Speaking of which, I do need something from you (this is me breaking this glass screen between us...). I need prayers. I’m trying to expand my life and try new things. So pray that my school breaks/this school year will be full of growth and faith. Also, I think I’m in a weird place with love friendships. Which is such a struggle right now. I’m also at least 25% frustrated at all times. If you ask me about I’ll probably complain a lot and then proceed to apologize about complaining. I’m not trying to be ungrateful, but my overcommitment and lack of energy/time makes me feel like I’m coming off as ungrateful. I’m grateful, just going in a rough patch.
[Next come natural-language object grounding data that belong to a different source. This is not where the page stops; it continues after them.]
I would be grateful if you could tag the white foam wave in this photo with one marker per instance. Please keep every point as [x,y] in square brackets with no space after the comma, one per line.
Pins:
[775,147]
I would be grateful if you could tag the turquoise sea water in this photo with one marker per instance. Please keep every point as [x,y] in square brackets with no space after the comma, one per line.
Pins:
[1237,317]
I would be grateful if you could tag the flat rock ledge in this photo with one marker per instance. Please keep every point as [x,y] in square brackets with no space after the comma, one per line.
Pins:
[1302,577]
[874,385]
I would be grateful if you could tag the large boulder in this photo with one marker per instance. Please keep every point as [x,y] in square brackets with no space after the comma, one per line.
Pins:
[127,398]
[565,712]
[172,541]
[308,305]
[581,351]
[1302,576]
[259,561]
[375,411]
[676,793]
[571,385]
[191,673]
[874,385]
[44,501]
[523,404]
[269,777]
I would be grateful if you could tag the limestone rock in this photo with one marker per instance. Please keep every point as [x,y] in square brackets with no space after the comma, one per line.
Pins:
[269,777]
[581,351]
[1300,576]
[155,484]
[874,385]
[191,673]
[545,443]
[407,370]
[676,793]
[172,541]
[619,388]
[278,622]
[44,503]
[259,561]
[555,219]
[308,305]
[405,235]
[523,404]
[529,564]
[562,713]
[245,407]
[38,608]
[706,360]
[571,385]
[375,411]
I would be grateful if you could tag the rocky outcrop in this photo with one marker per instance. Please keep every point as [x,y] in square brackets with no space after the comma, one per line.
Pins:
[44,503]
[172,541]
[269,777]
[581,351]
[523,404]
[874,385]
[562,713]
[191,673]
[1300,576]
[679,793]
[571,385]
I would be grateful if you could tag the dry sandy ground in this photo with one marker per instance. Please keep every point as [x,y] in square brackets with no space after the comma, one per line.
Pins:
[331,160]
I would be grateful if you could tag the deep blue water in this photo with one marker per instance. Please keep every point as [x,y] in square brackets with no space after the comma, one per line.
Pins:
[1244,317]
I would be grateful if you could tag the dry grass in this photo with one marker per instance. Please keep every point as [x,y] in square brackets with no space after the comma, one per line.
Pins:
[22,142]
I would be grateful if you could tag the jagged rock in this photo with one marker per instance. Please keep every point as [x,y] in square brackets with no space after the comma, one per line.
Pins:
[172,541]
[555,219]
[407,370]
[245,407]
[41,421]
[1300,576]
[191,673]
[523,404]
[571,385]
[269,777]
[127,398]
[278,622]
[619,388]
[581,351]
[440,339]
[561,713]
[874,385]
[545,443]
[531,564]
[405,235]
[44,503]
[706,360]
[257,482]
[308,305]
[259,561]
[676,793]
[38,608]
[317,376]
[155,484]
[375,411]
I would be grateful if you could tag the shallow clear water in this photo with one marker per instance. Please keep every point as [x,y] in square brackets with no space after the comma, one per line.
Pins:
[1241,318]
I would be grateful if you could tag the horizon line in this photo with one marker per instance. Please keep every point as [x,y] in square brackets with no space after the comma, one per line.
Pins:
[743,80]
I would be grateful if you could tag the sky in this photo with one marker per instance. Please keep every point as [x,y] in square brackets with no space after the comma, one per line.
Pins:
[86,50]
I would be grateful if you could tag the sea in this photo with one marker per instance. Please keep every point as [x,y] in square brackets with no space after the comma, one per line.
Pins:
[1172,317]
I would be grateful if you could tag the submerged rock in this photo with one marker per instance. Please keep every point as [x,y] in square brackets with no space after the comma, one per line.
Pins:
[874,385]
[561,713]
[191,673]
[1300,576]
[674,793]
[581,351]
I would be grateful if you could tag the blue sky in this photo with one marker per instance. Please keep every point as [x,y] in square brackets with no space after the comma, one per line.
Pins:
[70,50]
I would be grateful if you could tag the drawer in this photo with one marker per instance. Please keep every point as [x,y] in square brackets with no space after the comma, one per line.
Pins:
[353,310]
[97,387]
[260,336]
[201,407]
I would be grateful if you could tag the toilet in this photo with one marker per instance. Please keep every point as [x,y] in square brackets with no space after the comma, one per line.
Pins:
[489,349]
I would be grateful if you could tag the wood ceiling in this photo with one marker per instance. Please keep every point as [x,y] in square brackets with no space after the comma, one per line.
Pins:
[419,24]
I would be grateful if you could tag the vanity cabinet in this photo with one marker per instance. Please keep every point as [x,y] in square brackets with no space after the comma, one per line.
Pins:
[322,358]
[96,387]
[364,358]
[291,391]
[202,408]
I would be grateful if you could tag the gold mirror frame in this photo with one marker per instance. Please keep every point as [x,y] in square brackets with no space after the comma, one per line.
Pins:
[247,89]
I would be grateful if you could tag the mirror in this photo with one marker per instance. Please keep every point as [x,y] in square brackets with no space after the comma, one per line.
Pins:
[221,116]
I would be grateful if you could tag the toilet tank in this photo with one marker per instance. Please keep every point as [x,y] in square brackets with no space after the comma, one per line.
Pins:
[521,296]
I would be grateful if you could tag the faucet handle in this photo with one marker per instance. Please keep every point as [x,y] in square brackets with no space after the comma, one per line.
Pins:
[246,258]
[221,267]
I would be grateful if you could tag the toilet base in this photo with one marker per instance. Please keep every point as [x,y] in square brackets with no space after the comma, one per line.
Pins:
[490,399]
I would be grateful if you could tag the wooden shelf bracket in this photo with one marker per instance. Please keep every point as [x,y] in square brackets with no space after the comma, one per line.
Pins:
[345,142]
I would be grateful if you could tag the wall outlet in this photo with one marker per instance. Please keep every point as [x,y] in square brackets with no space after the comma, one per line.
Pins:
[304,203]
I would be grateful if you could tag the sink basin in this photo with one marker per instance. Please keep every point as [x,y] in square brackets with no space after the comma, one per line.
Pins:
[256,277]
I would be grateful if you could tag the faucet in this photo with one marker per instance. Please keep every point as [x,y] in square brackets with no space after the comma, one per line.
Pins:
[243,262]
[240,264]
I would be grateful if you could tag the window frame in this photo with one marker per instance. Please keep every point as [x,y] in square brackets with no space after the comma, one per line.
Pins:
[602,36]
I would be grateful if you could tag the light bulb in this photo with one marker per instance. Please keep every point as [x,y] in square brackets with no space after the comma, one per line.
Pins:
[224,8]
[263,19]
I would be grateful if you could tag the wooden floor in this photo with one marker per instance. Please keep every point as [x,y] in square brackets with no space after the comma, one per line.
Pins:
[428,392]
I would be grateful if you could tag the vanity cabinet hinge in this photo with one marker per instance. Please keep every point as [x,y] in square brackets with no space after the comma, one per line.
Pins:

Anyway, the other day I was sitting on the couch in the house I come to know better than expected this summer. I was next to a boy who my friend has a crush on, who doesn’t know the extent of which he has affected my life in both positive and negative ways. We’re sitting together on the couch and we end up defining our friendship, so we are now officially friends. Because of this, I start asking him about his life. Friends need to know things about each other, right? Hometown, siblings, middle name, major, etc. All the basics. We talked about my family briefly and we talked about his more intensely. We ended up talking about date nights, prefs, formals, etc. The bane of sorority life sometimes. We talked about getting asked and asking and the important implications of both. I said I never been asked to a fraternity event. He was surprised or at least pretended to be. He has a good heart. Sometimes. I don’t know how it got to this, but he ended up getting me to admit to him a boy who I have had my heart on. I only gave him two facts, but he knew. He said he could see us together, but it doesn’t matter what he thinks. It matters what the other guy thinks. Anyway, the monogamist in me is sad.
Let’s move on. I can’t talk about love friendship for a long time or else I’ll talk about it for a very long time.
RCIA starts tomorrow. I’m really excited. All summer and for about a year really I’ve been meaning to write about my faith journey, but I keep putting it off because it seems so long and complicated. But then again every day that goes on it gets longer and more complicated. So there’s that. So great for me, right? I think my faith journey is something I should make a video about. I think if I wrote it all out, the perfectionist in me would come out and I would never post it. Should I keep a video diary? Let me know!
Moving on again, God and faith, in general, have played an interesting role in my life recently. Four of my greatest faith mentors are no longer on campus at LMU. I’ve had to fill those gaps and struggled with the difference/new balance. I just really miss Taryn, Samii, Kristina, and Kristen. I don’t go to campus ministry as much as I used to. Greek Light isn’t the same. It’s okay, just different. The usual people don’t come as often. I can’t tell if I need more from people or if I just need something completely different. I haven’t prayed about it. I’m more so just confused about everything anyway, but I guess I should be okay with growing pains.
At the end of the day, I miss my friends. I miss the spring semester. My classes are demanding. My apartment has been a tough adjustment and I’m too hung up on things that shouldn’t matter. I’m trying to refocus my life, but it’s so hard. I don’t feel like I have time for everything I want to do, but at the same time, I’m doing so many things I love. I’ve met so many people through everything that I’m a part of and I would never give that up for anything. It’s such a struggle bus! I always want to apply to more and more things and experience more and more of what LMU has to offer, but I can’t right now. See, this is why am stressed and sad. I have so much on my mind at all times and all I need is a week to sleep. Or Silent Retreat. I just feel like I haven’t relaxed in years. In months. In weeks. I’m just tired. If you read this far and you’re confused, I am too. If you don’t know what to think about all of this, I don’t know either.